October 25, 2021 at 9:42 am | | everyday science, scientific integrity

One of the worst feelings as a scientist is to realize that you performed n-1 of the controls you needed to really answer the question you’re trying to solve.

My #1 top recommendation when starting a new set of experiments is to write down a step-by-step plan. Include what controls you plan to do and how many replicates. Exact details like concentrations are less important than the overarching experimental plan. Ask for feedback from your PI, but also from a collaborator or labmate.

Here are some things I consider when starting an experiment. Feel free to leave comments about things I’ve missed.

Randomization and Independence

  • Consider what “independent” means in the context of your experiment.
  • Calculate p-value using independent samples (biological replicates), not the total number of cells, unless you use advanced hierarchical analyses (see: previous blog post and Lord et al.: https://doi.org/10.1083/jcb.202001064).
  • Pairing or “blocking” samples (e.g. splitting one aliquot into treatment and control) helps reduce confounding parameters, such as passage number, location in incubator, cell confluence, etc.

Power and Statistics

  • Statistical power is to the ability to distinguish small but real differences between conditions/populations.
  • Increasing the number of independent experimental rounds (AKA “biological replicates”) typically has a much larger influence on power than the cells or number of measurements per sample (see: Blainey et al.: https://doi.org/10.1038/nmeth.3091).
  • If the power of an assay is known, you can calculate the number of samples required to be confident you will be able to observe an effect.
  • Consider preregistering
    • Planning the experimental and analysis design before starting the experiment substantially reduces the chances false positives.
    • Although formal preregistration is not typically required for cell biology studies, simply writing the plan down for yourself in your notebook is far better than winging it as you go.
    • Plan the number of biological replicates before running statistical analysis. If you instead check if a signal is “significant” between rounds of experiment and stop when p < 0.05, you’re all but guaranteed to find a false result.
    • Similarly, don’t try several tests until you stumble upon one that gives a “significant” p-value.

Blocking

  • “Blocking” means to subdivide samples into similar units and running those sets together.
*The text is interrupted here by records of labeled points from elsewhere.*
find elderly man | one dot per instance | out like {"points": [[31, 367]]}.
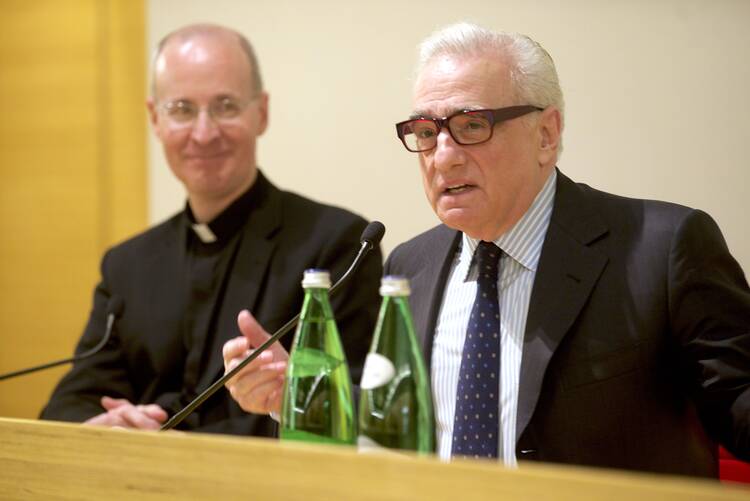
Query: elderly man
{"points": [[562, 323], [239, 243]]}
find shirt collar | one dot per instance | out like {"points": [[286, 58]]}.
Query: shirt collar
{"points": [[224, 226], [523, 242]]}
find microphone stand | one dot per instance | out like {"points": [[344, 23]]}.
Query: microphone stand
{"points": [[366, 246]]}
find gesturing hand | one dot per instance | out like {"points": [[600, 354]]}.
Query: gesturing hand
{"points": [[122, 413], [258, 386]]}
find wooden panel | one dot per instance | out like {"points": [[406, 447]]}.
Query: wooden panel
{"points": [[71, 139], [44, 460]]}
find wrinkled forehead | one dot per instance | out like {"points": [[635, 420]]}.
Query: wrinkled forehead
{"points": [[202, 64], [450, 83]]}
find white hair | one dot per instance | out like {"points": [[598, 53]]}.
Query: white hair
{"points": [[532, 72]]}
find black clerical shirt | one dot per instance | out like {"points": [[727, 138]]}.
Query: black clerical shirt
{"points": [[210, 252]]}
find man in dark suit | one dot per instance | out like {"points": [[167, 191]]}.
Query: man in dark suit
{"points": [[622, 338], [240, 243]]}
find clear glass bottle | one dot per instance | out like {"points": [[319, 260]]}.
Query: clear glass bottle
{"points": [[317, 405], [395, 404]]}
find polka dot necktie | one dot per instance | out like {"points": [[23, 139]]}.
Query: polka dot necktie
{"points": [[476, 423]]}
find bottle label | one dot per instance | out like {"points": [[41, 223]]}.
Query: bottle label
{"points": [[378, 371]]}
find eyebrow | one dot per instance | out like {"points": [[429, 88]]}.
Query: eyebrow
{"points": [[424, 114]]}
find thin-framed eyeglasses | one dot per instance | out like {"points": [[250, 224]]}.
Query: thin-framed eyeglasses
{"points": [[182, 113], [465, 127]]}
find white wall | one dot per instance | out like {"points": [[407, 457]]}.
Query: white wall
{"points": [[656, 91]]}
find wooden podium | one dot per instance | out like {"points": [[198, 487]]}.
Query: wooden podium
{"points": [[45, 460]]}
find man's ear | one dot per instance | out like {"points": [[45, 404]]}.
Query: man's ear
{"points": [[153, 115], [550, 129], [263, 112]]}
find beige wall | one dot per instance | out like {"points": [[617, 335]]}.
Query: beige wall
{"points": [[72, 160], [656, 90]]}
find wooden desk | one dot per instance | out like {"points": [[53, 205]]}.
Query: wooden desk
{"points": [[45, 460]]}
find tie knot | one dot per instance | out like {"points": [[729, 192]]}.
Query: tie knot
{"points": [[487, 257]]}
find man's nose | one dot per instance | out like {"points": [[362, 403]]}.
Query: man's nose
{"points": [[448, 153], [204, 129]]}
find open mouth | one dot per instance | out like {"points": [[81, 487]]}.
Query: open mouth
{"points": [[459, 188]]}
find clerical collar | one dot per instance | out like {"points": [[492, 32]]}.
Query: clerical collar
{"points": [[230, 220]]}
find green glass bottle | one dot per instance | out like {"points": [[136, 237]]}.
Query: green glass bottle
{"points": [[395, 404], [317, 405]]}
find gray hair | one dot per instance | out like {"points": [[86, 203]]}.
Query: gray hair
{"points": [[533, 75], [188, 32]]}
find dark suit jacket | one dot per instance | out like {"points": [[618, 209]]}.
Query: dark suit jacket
{"points": [[284, 236], [637, 346]]}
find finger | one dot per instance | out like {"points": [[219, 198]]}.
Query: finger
{"points": [[105, 419], [256, 335], [261, 360], [154, 411], [110, 403], [251, 329], [137, 419], [234, 348], [256, 400], [247, 383], [274, 399]]}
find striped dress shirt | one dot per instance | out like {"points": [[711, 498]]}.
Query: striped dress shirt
{"points": [[522, 246]]}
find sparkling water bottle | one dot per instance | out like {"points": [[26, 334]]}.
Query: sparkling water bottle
{"points": [[395, 405], [317, 405]]}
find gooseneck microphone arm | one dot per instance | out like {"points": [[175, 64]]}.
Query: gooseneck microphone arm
{"points": [[371, 237], [114, 310]]}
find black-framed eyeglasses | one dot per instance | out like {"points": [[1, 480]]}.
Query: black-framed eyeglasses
{"points": [[183, 113], [465, 127]]}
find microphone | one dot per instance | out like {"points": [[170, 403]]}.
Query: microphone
{"points": [[115, 306], [371, 237]]}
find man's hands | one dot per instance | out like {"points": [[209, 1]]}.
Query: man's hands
{"points": [[258, 387], [123, 414]]}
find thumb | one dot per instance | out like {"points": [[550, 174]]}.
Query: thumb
{"points": [[256, 335], [110, 403]]}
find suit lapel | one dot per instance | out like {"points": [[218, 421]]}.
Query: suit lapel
{"points": [[567, 273], [251, 264], [429, 284]]}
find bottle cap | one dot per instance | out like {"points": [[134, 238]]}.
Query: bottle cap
{"points": [[316, 279], [392, 285]]}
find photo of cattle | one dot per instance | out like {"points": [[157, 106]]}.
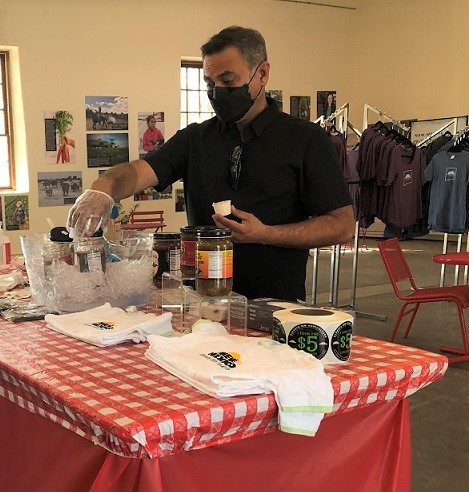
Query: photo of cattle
{"points": [[104, 113], [58, 188], [107, 149]]}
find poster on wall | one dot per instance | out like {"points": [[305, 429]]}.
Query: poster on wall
{"points": [[107, 149], [59, 139], [152, 194], [326, 103], [420, 129], [277, 96], [150, 131], [104, 113], [180, 204], [16, 212], [300, 106], [58, 188]]}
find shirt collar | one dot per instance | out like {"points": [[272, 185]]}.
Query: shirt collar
{"points": [[260, 122]]}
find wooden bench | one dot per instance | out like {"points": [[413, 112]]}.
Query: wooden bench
{"points": [[149, 219]]}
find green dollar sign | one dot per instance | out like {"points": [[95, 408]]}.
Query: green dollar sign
{"points": [[301, 343]]}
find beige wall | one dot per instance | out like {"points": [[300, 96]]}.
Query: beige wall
{"points": [[412, 58], [402, 56]]}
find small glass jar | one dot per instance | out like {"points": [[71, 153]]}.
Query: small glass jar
{"points": [[90, 255], [167, 246], [55, 251], [188, 241], [214, 262]]}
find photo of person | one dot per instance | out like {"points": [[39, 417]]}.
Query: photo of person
{"points": [[55, 189], [150, 131], [300, 106], [16, 212], [104, 113], [58, 137], [326, 103], [180, 205]]}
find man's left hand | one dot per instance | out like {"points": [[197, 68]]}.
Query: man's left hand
{"points": [[249, 229]]}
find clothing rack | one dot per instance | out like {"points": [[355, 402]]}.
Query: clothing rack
{"points": [[382, 114], [430, 137], [342, 124], [340, 119], [358, 133]]}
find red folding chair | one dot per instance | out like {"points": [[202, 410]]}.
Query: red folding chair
{"points": [[399, 273]]}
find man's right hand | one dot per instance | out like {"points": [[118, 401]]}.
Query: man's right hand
{"points": [[90, 212]]}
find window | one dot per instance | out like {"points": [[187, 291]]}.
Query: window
{"points": [[195, 106], [6, 137]]}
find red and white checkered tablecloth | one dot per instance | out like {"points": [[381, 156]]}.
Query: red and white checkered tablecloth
{"points": [[124, 402]]}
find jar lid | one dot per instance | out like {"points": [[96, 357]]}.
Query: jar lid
{"points": [[213, 232], [166, 235], [191, 229]]}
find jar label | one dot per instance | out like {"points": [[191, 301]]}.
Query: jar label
{"points": [[174, 260], [215, 264], [94, 261], [188, 253]]}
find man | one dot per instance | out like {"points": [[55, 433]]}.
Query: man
{"points": [[280, 173]]}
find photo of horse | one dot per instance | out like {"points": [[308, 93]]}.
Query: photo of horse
{"points": [[104, 113], [107, 149], [58, 188]]}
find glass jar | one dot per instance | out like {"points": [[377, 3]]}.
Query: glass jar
{"points": [[55, 251], [188, 241], [214, 262], [90, 255], [167, 246]]}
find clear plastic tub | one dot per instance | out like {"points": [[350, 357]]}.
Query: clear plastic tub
{"points": [[126, 281]]}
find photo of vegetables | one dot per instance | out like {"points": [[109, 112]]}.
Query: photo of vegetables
{"points": [[16, 212], [58, 137]]}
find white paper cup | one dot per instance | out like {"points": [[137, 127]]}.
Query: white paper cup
{"points": [[222, 208]]}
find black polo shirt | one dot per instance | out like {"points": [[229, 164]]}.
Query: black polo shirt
{"points": [[289, 172]]}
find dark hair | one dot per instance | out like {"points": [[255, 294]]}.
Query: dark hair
{"points": [[249, 42]]}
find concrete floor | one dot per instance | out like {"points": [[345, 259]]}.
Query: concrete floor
{"points": [[440, 434]]}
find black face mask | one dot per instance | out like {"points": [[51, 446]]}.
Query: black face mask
{"points": [[232, 103]]}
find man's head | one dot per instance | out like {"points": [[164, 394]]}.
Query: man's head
{"points": [[233, 58], [249, 42], [151, 122]]}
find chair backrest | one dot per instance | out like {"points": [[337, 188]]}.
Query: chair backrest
{"points": [[396, 265], [147, 216]]}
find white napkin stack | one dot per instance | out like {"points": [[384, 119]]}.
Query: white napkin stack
{"points": [[223, 365], [107, 325]]}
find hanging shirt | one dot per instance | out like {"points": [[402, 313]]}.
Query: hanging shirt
{"points": [[405, 177], [449, 174]]}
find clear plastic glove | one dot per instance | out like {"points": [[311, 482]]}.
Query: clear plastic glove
{"points": [[90, 212]]}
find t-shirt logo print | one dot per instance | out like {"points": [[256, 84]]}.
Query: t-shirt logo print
{"points": [[226, 360], [103, 325], [407, 179], [450, 174]]}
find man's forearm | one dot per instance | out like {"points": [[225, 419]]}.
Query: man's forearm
{"points": [[325, 230], [125, 180]]}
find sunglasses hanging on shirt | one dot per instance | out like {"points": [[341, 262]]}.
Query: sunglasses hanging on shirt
{"points": [[235, 169]]}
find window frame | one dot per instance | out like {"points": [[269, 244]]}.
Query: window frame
{"points": [[7, 114], [185, 111]]}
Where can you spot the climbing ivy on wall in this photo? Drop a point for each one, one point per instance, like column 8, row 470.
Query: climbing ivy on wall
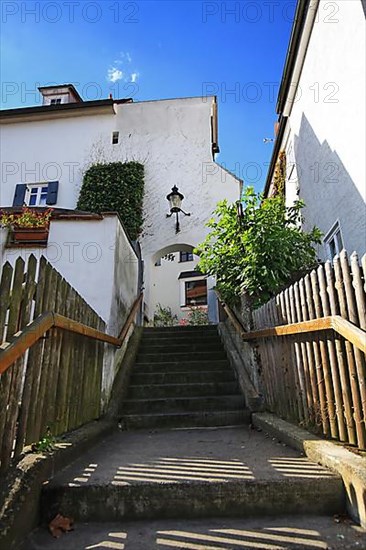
column 115, row 187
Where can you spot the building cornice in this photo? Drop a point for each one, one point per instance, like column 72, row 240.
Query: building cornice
column 44, row 112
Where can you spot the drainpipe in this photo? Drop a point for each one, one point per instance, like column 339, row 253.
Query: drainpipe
column 301, row 54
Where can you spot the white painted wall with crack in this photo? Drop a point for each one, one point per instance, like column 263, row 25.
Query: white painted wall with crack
column 174, row 139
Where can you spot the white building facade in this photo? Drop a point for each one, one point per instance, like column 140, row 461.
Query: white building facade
column 46, row 150
column 321, row 126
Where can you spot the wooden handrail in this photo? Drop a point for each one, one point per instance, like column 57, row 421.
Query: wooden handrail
column 343, row 327
column 24, row 339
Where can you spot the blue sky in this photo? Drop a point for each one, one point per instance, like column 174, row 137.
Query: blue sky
column 154, row 50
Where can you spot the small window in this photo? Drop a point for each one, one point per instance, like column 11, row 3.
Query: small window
column 185, row 256
column 196, row 293
column 36, row 195
column 334, row 241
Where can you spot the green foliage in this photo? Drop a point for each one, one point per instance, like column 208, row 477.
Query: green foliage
column 163, row 317
column 46, row 444
column 115, row 187
column 196, row 317
column 260, row 253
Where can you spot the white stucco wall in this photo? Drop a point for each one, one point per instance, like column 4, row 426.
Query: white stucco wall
column 172, row 138
column 327, row 126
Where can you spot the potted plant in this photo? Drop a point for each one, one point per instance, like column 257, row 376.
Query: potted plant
column 28, row 225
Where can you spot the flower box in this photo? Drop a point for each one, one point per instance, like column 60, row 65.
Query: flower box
column 30, row 234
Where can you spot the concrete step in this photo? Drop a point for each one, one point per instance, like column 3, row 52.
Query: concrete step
column 270, row 533
column 204, row 329
column 172, row 348
column 181, row 377
column 146, row 365
column 183, row 404
column 147, row 390
column 195, row 473
column 192, row 419
column 181, row 357
column 184, row 337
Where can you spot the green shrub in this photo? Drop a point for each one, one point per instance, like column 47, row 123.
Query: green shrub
column 115, row 187
column 260, row 253
column 163, row 317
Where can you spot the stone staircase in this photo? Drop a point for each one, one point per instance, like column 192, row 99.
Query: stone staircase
column 185, row 453
column 182, row 378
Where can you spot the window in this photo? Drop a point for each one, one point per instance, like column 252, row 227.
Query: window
column 36, row 195
column 334, row 241
column 196, row 293
column 185, row 256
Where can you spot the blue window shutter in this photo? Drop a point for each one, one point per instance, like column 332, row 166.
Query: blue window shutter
column 52, row 192
column 19, row 195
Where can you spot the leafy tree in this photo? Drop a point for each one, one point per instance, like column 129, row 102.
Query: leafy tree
column 260, row 253
column 115, row 187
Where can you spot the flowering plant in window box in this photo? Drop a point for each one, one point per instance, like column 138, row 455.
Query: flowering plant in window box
column 28, row 225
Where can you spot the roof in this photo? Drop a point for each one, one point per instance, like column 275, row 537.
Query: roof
column 70, row 86
column 58, row 110
column 187, row 274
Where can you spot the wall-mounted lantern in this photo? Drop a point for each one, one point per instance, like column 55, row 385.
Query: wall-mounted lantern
column 239, row 212
column 175, row 201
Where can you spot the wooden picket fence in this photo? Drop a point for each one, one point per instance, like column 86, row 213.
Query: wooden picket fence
column 318, row 378
column 55, row 386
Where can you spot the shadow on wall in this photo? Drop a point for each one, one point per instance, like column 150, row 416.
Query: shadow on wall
column 328, row 190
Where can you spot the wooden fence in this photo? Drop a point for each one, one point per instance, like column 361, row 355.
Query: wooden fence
column 318, row 379
column 56, row 384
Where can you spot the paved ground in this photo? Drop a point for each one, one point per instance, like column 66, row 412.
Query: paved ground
column 190, row 455
column 226, row 534
column 209, row 454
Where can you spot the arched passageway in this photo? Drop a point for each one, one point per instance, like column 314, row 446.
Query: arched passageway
column 175, row 283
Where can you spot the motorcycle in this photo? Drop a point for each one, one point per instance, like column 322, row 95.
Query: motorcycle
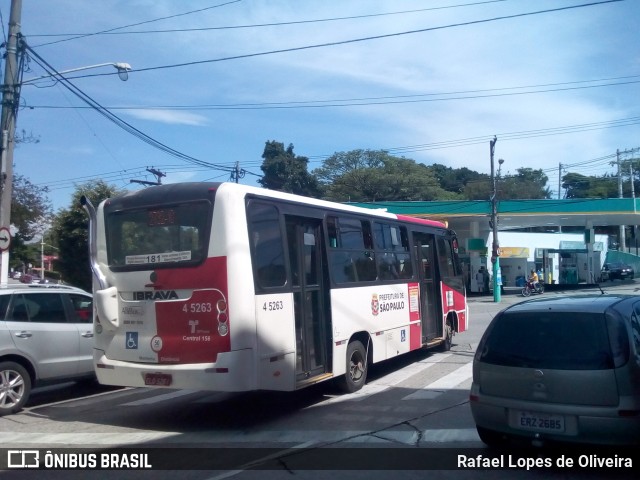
column 530, row 288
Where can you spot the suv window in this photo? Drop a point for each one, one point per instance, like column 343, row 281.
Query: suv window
column 37, row 307
column 82, row 308
column 555, row 340
column 4, row 303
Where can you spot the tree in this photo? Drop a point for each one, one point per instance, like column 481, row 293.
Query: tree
column 287, row 172
column 526, row 184
column 577, row 185
column 368, row 175
column 30, row 208
column 70, row 227
column 455, row 179
column 30, row 215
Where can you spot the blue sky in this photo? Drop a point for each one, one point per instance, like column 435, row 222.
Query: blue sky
column 433, row 81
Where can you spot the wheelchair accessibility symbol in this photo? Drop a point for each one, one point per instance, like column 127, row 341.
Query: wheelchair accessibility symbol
column 132, row 341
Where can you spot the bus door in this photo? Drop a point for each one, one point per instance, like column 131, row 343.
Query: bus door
column 311, row 304
column 424, row 244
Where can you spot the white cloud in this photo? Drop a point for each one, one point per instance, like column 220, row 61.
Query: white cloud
column 169, row 116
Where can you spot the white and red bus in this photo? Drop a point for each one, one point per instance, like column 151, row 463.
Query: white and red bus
column 225, row 287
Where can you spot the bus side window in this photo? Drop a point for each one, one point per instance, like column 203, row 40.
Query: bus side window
column 353, row 259
column 266, row 240
column 392, row 244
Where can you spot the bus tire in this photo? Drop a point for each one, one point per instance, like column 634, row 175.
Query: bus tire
column 445, row 346
column 357, row 367
column 15, row 387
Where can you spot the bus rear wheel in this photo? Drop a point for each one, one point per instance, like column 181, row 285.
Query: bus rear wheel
column 357, row 367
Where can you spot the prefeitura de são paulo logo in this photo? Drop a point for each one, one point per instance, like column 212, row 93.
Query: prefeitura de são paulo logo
column 375, row 304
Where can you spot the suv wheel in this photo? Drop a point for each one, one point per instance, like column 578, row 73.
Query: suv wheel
column 15, row 387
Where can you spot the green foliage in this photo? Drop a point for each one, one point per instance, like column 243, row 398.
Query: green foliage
column 526, row 184
column 577, row 185
column 70, row 228
column 287, row 172
column 30, row 208
column 457, row 180
column 369, row 175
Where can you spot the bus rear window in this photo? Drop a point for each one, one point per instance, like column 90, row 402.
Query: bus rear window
column 158, row 236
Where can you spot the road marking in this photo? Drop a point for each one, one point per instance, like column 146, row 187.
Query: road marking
column 274, row 437
column 443, row 384
column 160, row 398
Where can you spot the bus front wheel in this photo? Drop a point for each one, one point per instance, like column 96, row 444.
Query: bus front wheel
column 356, row 375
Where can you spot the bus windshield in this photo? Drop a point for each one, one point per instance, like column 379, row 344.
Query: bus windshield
column 156, row 236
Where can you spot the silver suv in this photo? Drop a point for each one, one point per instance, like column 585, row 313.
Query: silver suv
column 46, row 335
column 560, row 369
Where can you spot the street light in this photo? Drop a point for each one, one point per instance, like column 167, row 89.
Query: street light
column 495, row 250
column 122, row 67
column 10, row 100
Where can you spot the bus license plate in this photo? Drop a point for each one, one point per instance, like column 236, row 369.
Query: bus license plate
column 539, row 421
column 157, row 379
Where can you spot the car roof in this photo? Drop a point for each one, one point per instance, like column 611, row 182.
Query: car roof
column 573, row 303
column 20, row 287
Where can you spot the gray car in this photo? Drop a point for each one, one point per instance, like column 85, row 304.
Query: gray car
column 46, row 336
column 562, row 369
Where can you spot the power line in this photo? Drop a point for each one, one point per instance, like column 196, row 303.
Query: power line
column 257, row 25
column 365, row 101
column 114, row 118
column 112, row 30
column 374, row 37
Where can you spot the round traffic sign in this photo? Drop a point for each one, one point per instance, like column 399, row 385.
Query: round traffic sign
column 5, row 239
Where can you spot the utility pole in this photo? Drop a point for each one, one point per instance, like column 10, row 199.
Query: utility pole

For example, splitting a single flask of cells into two, one treatment and one control.
  • Blocking can help reveal effects even when experimental error or sample-to-sample variability is large.
  • Blocked analyses include paired t-test or normalizing the treatment signal to the control within each block.

Controls

  • Sledgehammer controls
    • These controls are virtually guaranteed to give you zero or full signal, and are a nice simple test of the system.
    • Examples include wild type cells, treating with DMSO, imaging autofluorescence of cells not expressing GFP, etc.
  • Subtle controls
    • These controls are more subtle than the strong controls, and might reveal some unexpected failures.
    • Examples include: using secondary antibody only, checking for bleed-through and crosstalk between fluorescence channels, and using scrambled siRNA.
  • Positive & negative controls
    • The “assay window” is a measure of the range between the maximum expected signal (positive control) and the baseline (negative control).
    • A quantitative measure of the assay window could be a standardized effect size, like Cohen’s d, calculated with multiple positive and negative controls.
    • In practice, few cell biologist perform multiple control runs before an experiment. So a qualitative estimate of the assay window should be considered using the expected signal and expected variability sample to sample. In other words, consider carefully if an experiment can possibly work
  • Concurrent vs historical controls
    • Running positive and/or negative control in the same day’s experimental run as the samples that receive real treatment helps eliminate additional variability.
  • Internal controls
    • “Internal” controls are cells within the same sample that randomly receive treatment or control. For example, during a transient transfection, only a portion of the cells may actually end up expressing, while those that aren’t can act as a negative control.
    • Because cells with the same sample experience the same perturbations (such as position in incubator, passage number, media age) except for the treatment of interest, internal controls can remove many spurious variables and make analysis more straightforward.

Bias

  • Blinding acquisition
    • Often as simple as having a labmate put tape over labels on your samples and label them with a dummy index. Confirm that your coworker actually writes down the key, so later you can decode the dummy index back to the true sample information.
    • In cases where true blinding is impractical, the selection of cells to image/collect should be randomized (e.g. set random coordinates for the microscope stage) or otherwise designed to avoid bias (e.g. selecting cells using transmitted light or DAPI).
  • Blinding analysis
    • Ideally, image analysis would be done entirely by algorithms and computers, but often the most practical and effective approach is old-fashioned human eye.
    • Ensuring your manual analysis isn’t biased is usually as simple as scrambling filenames. For microscopy data, Steve Royle‘s macro, which works well: https://github.com/quantixed/imagej-macros#blind-analysis
    • I would highly recommend copying all the data to a new folder before you perform any filename changes. Then test the program forward and backwards to confirm everything works as expected. Maybe perform analysis in batches, so in case something goes awry, you don’t lose all that work.

Resources

Great primer on experimental design and analysis, especially for the cell biologist or microscopist: Stephen Royle, “The Digital Cell: Cell Biology as a Data Science” https://cshlpress.com/default.tpl?action=full&–eqskudatarq=1282

Advanced, detailed (but easily digestible) book on experimental design and statistics: Stanley Lazic, “Experimental Design for Laboratory Biologists” https://stanlazic.github.io/EDLB.html

I like this very useful and easy-to-follow stats book: Whitlock & Schluter, “The Analysis of Biological Data” https://whitlockschluter.zoology.ubc.ca

Alex Reinhart, “Statistics Done Wrong”

SuperPlots: Communicating reproducibility and variability in cell biology. (HTMLPDF)
Lord, S. J.; Velle, K. B.; Mullins, R. D.; Fritz-Laylin, L. K. J. Cell Biol.2020219(6), e202001064.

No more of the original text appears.